I listened to Betsy DeVos' opening remarks to the Department of Education staff today, and was grateful for the Masters in Euphemistic Double Speak I earned under the various prior administrations at my schools and in the greater Education world.
Phil Rosenfelt, the long time Department Acting person spoke in code to his old colleagues, reminding everyone that all of them took an oath to uphold the Constitution and their mission was for equity and opportunity for the children, He spoke about the same length of time as Betsy on the importance of trying to listen to one another. (I remember once when I tried to gently suggest that to an administrator--, didn't work very well.) He did not give Betsy an effusive introduction, but was professional, respectful and welcomed her.
Betsy said all the things she thought she was supposed to say, that she would work with those who had been for her and those who had been against her, that she was an open door person (oddly, no one who has ever told me that as a boss actually was).
But careful as she was, there were a couple of places where she let slip what her actual perspective was.
She said all children are born with innate curiosity and wanted to learn, but there were problems. The problems were the adult humans around them who got in the way.
It doesn't take much to figure out that the adult humans she considers in the way are teachers. A word she could not bring herself to use. She spoke of educators, but not in proximity to words about students.
I am always suspicious of officials who call everyone who works in the education field Educators. It's always seemed to me a way of equating very different jobs as the same. Someone who works in an office all day and struggles with a word processor or spreadsheet in equated with the person who manages interactive learning in a classroom with a substantial group of young people every day. The jobs just aren't close enough to call them the same job. But I think the reason Betsy couldn't say the word teacher is because she really doesn't want to acknowledge them other than as the problem for our children's learning.
Another place she gave a bit of her "vision" away is that she said she was there to create something "new and transformative." Let me also say, I'm a bit skeptical of anyone who declares themselves able to create transformation. In spite of amazing magic shows and a multitude of "thought leader" consultants these days, real transformation of anything is a tough thing to do, especially with humans. But the difficulty of transformative learning wasn't what she was talking about.
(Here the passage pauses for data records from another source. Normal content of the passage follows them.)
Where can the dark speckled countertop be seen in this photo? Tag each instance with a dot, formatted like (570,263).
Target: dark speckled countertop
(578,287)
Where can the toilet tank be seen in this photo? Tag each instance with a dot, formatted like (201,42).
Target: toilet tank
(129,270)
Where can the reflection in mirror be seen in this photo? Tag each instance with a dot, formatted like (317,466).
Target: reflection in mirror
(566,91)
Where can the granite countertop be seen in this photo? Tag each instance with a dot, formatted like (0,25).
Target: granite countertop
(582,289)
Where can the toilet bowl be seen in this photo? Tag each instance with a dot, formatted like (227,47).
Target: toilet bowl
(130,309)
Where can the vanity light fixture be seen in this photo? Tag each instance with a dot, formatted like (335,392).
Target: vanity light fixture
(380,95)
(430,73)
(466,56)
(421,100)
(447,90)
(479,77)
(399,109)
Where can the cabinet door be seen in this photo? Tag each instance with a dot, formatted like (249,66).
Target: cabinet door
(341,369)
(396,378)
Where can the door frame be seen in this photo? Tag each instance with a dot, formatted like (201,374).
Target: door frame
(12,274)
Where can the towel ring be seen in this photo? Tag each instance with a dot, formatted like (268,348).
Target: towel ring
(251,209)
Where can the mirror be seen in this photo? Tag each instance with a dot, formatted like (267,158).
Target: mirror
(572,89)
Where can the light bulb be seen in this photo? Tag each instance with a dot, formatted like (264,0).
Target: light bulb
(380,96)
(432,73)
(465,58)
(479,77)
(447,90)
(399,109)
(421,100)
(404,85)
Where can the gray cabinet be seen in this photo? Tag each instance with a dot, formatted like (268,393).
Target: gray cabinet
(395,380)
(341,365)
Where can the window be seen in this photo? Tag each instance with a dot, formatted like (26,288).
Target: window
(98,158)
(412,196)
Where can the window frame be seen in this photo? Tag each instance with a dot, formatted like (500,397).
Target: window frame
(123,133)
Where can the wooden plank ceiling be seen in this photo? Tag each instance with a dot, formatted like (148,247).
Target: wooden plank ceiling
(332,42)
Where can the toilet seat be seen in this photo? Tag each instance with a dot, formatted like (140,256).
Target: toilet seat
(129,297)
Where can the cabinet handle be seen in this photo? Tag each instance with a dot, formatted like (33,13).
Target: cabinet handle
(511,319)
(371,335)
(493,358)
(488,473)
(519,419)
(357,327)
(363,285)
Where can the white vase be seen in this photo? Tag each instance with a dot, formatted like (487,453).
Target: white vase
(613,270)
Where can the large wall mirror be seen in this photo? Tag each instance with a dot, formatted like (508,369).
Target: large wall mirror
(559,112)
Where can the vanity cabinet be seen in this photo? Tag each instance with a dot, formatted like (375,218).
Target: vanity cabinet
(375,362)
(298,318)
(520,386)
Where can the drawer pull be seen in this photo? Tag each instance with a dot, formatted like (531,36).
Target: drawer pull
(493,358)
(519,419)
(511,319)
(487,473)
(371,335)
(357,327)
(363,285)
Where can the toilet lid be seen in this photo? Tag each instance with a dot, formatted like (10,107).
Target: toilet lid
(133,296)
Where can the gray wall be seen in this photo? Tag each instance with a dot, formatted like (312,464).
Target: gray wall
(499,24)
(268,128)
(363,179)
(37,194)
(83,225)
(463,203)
What she did mean sent a chill up my spine. She used another phrase, "New world class education opportunities."
She was saying outright that she intended to change everything-- Transformation is not fixing around the edges. It's not losing a dress size. It's not fixing the furnace, mending the roof, and painting the rooms. Transformative is when you knock down the 4 bedroom 2 bath you bought, haul all the pieces to the dump, and put a McMansion with faux stone, fancy chandeliers, and very little insulation on the vacant lot.
I knew, right then-- though she had been fairly careful to avoid many Edu-triggers from the old jargon, (no schools improvement, no accountability talk) --- I knew that she had not reconciled herself to anything less than a complete knock down and rebuild.
She encouraged everyone to listen carefully. I did, and I felt like the first time I watched the Shining.